IRS Clarifies HSA Grace Periods and Cafeteria FSA Grace Periods Connections- 11/22/05

The IRS provided welcome relief and clarification this week related to the intersection between Health Savings Accounts (HSAs) and Health Flexible Spending Arrangement (Health FSA) grace periods. This is good and timely news for employers taking a first-time dip in the pool of Consumer-Driven Health Care (CDHC) next year.

IRS Notice 2005-86, released on Nov. 22, 2005 actually offers guidance on two important issues:

  • Options available to employers who want to move from a Health FSA with a grace period to an HSA.
  • Clarification on several questions relating to grace periods.

HSA-Health FSA Interaction

When IRS Notice 2005-42 modified the “use-it-or-lose-it” rule, it provided Health FSA plans the ability to carry over unused account balances for a grace period of up to two months and 15 days. This created a problem for employers who wanted to offer an HSA and a Health FSA grace period at the same time.

The problem is that a general-purpose Health FSA constitutes impermissible coverage that prohibits an individual from participating in an HSA. In Tuesday’s Notice, the IRS identified three arrangements (one available for a transitional time only) in which an individual can participate in both an HSA and a Health FSA grace period:

  • The employer may amend its Health FSA to make it a limited-purpose FSA.
  • The employer may amend its Health FSA to make it a post-deductible FSA.
  • For plan years ending on June 4, 2006 or earlier, employers may have a general-deductible FSA and an HSA if:
     
    • The individual is covered under a High Deductible Health Plan (HDHP) and does not have any other impermissible health coverage; and
    • The individual has either a zero-balance on his/her Health FSA account or the employer amends the Health FSA to make the grace period unavailable for individuals who elect HDHP coverage.

If these rules are not applied, an individual who has coverage in a general-purpose Health FSA that offers a grace period will not be eligible to participate in an HSA until the first day of the month following the date that the grace period ends (e.g., for calendar-year plans extending the maximum 2½-month grace period: April 1).

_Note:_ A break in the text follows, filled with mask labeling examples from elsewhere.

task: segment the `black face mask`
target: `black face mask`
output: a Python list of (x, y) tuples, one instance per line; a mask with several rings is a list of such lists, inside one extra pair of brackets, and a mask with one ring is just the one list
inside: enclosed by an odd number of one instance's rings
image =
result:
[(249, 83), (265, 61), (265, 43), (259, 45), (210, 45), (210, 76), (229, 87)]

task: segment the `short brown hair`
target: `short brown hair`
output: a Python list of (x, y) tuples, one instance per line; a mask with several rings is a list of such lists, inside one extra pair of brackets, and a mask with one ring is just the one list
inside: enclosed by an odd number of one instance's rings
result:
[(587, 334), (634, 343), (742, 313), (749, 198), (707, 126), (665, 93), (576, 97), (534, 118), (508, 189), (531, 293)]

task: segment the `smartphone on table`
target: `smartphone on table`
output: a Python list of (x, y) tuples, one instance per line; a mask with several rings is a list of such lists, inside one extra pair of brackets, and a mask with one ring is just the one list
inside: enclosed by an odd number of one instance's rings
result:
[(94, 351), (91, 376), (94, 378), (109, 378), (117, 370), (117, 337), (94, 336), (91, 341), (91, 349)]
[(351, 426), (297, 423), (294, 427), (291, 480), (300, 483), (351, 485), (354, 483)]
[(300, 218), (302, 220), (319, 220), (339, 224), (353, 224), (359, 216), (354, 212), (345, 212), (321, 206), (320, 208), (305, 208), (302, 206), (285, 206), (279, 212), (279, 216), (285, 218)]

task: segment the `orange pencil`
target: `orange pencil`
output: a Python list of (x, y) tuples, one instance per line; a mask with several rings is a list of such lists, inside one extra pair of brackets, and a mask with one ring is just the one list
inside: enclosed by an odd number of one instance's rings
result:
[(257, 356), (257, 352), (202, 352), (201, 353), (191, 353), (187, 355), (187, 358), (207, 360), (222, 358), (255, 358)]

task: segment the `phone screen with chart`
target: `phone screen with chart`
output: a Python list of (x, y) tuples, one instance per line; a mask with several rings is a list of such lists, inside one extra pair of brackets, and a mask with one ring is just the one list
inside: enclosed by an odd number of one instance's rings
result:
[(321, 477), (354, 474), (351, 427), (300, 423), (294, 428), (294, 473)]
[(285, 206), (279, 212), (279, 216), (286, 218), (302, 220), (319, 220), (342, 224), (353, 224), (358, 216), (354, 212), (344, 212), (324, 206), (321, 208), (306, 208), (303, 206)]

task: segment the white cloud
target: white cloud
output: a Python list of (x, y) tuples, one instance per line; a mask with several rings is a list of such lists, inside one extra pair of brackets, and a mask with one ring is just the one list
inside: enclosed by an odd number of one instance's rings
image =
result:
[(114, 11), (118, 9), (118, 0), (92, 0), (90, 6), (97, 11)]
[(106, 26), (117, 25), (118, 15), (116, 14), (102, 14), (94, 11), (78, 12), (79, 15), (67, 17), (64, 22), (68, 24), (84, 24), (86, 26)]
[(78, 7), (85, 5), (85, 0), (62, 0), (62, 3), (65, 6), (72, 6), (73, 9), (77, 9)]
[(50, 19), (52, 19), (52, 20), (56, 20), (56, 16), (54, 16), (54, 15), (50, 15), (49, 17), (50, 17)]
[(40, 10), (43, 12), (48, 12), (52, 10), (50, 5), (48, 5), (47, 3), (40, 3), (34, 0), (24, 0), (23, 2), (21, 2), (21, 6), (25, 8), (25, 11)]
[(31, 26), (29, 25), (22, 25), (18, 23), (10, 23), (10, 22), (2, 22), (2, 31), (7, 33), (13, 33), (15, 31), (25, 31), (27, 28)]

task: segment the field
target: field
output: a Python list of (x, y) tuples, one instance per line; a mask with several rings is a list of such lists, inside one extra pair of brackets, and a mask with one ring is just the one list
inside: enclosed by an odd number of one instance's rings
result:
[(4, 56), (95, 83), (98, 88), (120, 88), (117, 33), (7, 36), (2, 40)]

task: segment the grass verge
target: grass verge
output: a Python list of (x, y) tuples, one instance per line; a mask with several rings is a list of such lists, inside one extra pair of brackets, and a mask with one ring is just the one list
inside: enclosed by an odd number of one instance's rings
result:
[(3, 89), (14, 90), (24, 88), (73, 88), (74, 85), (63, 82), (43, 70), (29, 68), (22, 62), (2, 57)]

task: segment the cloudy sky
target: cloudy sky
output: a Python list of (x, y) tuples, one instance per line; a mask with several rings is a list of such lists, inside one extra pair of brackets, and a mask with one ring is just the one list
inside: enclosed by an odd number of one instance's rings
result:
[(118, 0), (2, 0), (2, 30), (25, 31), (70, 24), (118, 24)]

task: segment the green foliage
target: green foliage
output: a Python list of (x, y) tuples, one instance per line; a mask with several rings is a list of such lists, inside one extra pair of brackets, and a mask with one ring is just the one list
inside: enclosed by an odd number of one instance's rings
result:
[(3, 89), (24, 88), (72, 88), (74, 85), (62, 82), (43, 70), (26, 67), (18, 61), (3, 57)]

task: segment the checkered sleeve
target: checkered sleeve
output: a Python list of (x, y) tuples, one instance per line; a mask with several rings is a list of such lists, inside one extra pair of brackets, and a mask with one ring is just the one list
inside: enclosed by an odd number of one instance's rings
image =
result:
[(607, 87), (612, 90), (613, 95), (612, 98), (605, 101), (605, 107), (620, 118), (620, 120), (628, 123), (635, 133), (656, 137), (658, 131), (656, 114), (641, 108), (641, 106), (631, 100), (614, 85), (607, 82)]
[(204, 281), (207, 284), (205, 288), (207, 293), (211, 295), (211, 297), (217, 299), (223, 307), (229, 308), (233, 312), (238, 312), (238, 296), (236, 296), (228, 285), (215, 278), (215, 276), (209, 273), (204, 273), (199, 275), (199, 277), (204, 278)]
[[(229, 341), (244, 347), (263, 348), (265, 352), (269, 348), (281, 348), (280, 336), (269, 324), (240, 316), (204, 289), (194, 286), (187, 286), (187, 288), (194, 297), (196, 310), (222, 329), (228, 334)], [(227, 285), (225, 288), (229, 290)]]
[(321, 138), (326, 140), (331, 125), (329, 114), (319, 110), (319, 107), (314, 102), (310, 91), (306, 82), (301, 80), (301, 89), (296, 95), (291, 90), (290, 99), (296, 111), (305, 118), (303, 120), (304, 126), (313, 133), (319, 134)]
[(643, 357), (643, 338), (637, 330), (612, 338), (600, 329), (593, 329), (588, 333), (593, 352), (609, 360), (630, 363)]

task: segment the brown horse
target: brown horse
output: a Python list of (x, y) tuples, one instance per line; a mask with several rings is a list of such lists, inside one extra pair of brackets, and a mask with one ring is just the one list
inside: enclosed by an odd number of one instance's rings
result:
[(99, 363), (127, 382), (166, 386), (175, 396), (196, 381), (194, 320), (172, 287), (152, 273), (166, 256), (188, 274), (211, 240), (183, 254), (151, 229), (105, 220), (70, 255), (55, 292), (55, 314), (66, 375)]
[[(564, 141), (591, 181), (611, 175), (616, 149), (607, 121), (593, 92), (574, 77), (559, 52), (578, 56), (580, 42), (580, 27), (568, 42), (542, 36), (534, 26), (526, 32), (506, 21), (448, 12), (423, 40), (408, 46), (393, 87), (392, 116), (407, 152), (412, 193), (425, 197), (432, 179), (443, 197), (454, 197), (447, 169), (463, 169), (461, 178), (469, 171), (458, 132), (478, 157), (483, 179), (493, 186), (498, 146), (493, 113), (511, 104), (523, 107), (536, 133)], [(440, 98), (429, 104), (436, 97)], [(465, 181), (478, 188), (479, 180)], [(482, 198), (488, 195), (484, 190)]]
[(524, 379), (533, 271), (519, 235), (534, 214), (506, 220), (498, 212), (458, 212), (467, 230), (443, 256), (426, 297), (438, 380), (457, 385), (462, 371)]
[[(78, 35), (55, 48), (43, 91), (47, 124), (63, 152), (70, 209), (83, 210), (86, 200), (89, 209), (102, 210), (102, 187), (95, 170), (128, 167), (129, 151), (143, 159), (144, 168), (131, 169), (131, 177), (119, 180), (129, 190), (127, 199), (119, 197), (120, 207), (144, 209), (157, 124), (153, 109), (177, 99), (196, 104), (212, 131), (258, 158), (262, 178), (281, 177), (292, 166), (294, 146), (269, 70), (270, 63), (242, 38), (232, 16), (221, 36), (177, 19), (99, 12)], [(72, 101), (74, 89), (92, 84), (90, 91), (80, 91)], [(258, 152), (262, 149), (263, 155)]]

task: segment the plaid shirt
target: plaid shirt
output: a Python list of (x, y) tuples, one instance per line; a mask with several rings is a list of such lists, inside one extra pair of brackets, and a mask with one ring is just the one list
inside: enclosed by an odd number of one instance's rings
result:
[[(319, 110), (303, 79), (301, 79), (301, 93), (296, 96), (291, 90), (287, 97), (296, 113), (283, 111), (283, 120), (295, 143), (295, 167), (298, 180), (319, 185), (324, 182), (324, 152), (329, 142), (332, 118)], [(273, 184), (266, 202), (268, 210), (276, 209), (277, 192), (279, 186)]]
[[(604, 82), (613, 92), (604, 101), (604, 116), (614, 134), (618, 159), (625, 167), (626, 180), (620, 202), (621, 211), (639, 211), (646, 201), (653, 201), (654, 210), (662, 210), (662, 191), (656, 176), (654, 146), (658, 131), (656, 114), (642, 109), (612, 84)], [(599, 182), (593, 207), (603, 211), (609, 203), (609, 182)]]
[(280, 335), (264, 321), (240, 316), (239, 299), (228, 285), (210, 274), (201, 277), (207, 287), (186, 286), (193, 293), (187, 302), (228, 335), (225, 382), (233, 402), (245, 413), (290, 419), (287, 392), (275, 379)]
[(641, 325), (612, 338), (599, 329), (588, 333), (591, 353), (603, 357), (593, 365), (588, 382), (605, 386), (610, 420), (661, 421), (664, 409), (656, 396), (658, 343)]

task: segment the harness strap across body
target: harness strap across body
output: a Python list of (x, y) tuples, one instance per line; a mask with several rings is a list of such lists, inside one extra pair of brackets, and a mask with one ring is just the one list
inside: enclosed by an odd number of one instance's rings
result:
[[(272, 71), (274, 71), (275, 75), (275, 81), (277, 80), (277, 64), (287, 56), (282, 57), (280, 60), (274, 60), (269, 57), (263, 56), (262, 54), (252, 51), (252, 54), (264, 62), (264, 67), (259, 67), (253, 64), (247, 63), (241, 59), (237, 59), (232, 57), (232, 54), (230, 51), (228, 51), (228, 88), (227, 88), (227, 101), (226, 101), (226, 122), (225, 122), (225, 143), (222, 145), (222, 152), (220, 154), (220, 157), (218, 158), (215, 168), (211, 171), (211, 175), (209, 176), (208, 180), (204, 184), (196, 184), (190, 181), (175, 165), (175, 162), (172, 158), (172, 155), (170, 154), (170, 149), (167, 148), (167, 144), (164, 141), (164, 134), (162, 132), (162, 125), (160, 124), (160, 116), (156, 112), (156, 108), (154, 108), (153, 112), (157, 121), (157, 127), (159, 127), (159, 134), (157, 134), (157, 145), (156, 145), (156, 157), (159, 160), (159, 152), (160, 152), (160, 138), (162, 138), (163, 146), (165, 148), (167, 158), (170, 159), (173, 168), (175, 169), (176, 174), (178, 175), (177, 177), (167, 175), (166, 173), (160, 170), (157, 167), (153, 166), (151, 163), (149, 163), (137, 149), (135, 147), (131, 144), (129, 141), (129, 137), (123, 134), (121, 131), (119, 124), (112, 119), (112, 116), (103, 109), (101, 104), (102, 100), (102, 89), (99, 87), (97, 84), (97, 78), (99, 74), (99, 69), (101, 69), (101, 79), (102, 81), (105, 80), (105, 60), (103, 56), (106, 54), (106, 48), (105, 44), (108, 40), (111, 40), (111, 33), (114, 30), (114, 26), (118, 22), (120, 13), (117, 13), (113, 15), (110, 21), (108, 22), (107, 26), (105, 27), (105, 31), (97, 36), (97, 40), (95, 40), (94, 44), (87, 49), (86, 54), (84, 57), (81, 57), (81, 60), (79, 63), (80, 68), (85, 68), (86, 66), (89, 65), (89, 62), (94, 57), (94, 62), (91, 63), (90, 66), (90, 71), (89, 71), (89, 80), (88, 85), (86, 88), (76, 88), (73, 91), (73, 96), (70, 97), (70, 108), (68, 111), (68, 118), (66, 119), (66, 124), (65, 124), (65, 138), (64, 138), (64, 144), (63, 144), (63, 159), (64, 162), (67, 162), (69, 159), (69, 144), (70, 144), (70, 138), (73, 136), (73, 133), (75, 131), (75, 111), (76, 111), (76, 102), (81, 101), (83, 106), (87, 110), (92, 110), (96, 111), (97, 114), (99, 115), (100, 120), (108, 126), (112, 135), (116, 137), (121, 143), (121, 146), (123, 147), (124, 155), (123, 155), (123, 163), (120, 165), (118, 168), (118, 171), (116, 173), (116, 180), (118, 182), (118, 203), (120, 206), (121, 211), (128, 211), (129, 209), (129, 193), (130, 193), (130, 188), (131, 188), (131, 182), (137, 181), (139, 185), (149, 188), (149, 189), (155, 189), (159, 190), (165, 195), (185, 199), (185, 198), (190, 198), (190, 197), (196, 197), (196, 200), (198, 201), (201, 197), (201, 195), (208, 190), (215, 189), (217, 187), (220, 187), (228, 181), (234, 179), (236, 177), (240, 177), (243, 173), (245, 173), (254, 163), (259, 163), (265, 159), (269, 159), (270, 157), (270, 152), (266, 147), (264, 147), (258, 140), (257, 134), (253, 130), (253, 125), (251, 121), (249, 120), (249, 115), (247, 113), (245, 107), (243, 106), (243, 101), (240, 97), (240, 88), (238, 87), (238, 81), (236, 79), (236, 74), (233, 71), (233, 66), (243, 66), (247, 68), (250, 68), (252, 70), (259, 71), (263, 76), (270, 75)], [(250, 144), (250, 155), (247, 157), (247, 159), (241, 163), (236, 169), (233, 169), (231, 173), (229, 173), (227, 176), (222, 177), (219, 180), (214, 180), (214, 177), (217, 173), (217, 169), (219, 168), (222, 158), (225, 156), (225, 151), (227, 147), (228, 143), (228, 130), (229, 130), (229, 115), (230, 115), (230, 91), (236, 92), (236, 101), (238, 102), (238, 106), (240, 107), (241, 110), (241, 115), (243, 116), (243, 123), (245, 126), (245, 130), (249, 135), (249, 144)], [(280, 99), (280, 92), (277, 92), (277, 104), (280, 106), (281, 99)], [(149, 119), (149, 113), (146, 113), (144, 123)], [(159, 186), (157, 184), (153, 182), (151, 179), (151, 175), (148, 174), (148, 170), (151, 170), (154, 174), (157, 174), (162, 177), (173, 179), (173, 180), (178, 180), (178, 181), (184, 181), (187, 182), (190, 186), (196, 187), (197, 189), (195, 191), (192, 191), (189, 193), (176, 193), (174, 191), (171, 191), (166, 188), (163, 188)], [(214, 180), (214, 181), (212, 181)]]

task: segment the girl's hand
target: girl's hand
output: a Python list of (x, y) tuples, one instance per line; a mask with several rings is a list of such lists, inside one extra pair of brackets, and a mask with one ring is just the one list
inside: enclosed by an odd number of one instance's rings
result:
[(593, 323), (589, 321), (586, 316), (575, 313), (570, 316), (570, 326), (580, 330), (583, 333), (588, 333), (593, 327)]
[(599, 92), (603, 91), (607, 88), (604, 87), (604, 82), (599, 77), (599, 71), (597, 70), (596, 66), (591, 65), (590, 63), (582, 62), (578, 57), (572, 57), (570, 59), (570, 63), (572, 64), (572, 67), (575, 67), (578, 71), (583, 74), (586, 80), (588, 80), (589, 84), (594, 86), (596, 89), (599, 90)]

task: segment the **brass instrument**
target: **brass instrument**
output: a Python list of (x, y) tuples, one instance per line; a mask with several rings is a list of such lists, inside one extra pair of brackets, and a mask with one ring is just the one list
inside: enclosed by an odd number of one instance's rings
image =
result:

Grace Period Clarifications

The IRS also confirmed its position on other issues related to the grace period. First, a grace period must be offered to all participants (including those on COBRA) who were covered by the Health FSA on the last day of the plan year. Second, an employee who terminates employment during a grace period is still eligible for the full amount of time of the grace period. Third, an employer may offer a grace period for some Cafeteria Plan benefit options (e.g., a Health FSA), but not others (e.g., a Dependent Care FSA). Finally, the maximum grace period ends on the 15 th day of the third calendar month after the month in which the plan year ends.